The excellent condition of the collection owes much to ‘Miss Alice’s Rules’ - the housekeeping standards introduced by Alice de Rothschild, Baron Ferdinand’s sister.

Light is the collection’s biggest enemy – fading the textiles, furniture and paintings. Miss Alice installed blinds and covers to limit light exposure and forbade unnecessary handling of objects.  Even King Edward VII was told not to touch the furniture during one of his visits, nor would she raise the blinds to allow him to better see the paintings.

The reverse of this chair cover shows how vibrant the whole piece would have been originally, before light degradation.

Miss Alice’s rules formed the basis for the National Trust’s conservation guidelines.

Today, a team of ten dedicated stewards and conservation cleaners care for the Collection.  The daily cleaning for presentation to visitors is balanced with environmental monitoring and maintenance, such as checking light levels and changing light bulbs.

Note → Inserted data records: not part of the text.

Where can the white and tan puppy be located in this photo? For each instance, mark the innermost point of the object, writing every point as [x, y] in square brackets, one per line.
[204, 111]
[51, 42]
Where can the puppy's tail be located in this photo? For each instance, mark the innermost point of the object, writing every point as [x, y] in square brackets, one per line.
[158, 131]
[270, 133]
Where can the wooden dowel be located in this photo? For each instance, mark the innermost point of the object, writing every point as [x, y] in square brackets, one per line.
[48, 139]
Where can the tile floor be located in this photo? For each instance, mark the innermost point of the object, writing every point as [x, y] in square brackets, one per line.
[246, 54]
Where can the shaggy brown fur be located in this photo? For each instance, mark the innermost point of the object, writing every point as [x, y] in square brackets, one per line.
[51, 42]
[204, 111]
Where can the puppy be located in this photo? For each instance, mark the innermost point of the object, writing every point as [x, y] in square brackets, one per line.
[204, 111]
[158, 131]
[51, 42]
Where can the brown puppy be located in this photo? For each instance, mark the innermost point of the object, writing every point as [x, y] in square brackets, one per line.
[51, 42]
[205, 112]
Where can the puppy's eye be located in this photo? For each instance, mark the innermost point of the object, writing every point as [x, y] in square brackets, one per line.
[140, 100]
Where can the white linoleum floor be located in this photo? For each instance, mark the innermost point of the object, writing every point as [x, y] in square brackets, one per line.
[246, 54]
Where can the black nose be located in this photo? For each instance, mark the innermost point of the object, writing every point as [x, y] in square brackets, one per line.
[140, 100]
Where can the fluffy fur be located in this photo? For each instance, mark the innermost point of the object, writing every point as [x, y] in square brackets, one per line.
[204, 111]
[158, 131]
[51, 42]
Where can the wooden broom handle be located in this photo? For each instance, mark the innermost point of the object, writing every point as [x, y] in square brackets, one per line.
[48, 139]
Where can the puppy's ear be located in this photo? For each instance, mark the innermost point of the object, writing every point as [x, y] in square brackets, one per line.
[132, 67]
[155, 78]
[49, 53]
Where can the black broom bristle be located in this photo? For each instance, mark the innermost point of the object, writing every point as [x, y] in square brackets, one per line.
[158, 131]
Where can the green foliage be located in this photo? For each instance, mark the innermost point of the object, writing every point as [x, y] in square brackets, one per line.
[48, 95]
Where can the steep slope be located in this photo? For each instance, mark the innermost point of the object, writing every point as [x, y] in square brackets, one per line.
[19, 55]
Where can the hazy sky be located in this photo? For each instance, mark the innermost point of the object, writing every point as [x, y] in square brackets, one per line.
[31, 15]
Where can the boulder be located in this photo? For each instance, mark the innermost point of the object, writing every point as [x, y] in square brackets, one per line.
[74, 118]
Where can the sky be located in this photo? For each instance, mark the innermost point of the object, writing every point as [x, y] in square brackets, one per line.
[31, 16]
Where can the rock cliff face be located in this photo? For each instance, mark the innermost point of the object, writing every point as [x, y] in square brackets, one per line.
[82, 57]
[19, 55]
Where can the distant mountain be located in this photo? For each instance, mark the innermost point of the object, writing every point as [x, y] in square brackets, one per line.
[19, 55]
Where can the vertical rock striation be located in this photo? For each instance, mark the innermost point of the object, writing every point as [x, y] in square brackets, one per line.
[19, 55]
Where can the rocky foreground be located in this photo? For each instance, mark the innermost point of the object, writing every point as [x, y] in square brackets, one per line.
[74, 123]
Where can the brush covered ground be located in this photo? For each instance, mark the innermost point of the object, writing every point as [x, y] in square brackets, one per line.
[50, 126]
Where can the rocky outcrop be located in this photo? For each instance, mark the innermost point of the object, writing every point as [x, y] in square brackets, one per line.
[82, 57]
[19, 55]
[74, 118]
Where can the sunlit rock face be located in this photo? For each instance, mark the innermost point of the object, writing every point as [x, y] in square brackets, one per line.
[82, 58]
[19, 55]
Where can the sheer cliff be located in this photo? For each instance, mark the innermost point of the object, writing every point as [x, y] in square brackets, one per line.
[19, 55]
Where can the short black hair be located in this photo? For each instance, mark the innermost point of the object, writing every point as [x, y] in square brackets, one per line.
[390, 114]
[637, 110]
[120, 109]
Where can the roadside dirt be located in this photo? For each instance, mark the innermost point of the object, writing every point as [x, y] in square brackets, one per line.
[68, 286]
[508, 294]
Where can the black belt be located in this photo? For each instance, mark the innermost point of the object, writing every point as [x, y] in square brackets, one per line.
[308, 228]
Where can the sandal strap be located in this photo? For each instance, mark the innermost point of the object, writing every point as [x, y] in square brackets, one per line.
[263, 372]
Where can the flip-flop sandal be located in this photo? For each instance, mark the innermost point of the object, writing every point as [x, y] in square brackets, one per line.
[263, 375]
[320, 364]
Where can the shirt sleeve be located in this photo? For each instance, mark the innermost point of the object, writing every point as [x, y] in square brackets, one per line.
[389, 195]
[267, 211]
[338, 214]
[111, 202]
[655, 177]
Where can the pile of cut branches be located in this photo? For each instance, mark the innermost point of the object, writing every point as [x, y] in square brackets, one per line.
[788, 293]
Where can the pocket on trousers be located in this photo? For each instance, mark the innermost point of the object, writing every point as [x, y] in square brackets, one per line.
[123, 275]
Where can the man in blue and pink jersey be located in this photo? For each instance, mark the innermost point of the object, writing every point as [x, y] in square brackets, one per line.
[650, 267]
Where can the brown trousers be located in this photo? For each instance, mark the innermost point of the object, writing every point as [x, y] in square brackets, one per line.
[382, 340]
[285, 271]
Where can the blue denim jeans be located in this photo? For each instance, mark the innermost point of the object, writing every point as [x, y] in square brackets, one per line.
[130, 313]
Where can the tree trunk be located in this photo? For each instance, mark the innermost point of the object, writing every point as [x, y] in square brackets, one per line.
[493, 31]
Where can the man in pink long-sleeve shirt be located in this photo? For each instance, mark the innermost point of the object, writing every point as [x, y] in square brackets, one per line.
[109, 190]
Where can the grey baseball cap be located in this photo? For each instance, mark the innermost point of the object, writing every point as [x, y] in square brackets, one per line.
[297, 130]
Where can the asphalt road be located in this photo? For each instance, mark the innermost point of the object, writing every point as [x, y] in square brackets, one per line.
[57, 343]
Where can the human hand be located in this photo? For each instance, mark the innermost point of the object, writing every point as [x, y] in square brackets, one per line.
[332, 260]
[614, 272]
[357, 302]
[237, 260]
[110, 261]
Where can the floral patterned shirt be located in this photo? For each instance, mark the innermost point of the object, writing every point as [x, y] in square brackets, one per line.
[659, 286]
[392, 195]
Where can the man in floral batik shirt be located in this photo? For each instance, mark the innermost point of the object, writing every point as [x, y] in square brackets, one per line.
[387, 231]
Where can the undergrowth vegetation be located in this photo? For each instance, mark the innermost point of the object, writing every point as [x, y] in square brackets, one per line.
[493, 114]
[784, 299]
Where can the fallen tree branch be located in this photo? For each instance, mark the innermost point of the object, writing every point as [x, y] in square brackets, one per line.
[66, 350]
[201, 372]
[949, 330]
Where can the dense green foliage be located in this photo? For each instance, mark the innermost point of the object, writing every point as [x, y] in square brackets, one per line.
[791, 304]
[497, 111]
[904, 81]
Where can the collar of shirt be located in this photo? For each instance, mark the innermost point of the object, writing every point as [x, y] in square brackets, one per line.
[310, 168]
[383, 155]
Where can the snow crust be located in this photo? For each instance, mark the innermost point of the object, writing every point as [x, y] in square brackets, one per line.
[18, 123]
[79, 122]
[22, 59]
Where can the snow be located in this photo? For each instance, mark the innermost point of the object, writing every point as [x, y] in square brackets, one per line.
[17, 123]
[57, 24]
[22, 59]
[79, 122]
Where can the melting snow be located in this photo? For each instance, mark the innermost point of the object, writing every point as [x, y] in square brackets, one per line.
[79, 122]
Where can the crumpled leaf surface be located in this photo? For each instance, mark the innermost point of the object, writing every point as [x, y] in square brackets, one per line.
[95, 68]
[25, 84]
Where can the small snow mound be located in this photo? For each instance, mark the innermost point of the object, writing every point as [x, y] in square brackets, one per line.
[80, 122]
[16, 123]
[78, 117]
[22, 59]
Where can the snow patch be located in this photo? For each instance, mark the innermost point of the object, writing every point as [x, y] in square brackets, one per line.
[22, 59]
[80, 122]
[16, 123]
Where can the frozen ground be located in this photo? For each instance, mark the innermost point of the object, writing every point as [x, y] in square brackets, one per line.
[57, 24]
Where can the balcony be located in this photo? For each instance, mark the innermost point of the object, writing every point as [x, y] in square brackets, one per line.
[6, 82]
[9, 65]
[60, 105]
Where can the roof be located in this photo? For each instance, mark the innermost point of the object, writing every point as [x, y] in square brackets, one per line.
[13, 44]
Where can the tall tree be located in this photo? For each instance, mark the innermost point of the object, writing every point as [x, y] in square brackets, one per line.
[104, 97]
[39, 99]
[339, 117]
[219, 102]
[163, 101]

Humidity levels are constantly monitored and controlled using a computerised management system because changes in humidity are damaging to furniture. And the team is responsible for winding the 52 clocks.

Putting the house to bed

From the end of October, the main part of the house is ‘put to bed,’ as it would have been when Baron Ferdinand or Miss Alice went away during the cold months. Small objects are packed away, the furniture is cleaned and covered, and the historic carpets are rolled.  Each piece of porcelain has its own wooden case lined with chamois leather. The rooms are cleaned from ceiling to floor, including the chandeliers, using a conservation vacuum cleaner and a range of brushes. Small objects and porcelain are cleaned in rotation.

From November to January we open a limited number of rooms in the East Wing beautifully decorated for Christmas. The rooms not open to the public are deep cleaned and conserved as part of our ‘putting the house to bed’.

A close-up of a section of the ceiling in the Red Drawing Room showing before and after conservation.

During the winter we also work on major conservation or infrastructure projects and the installation of annual exhibitions.  As spring approaches the rooms are reinstated, ready for another season, and the housekeeping cycle begins all over again.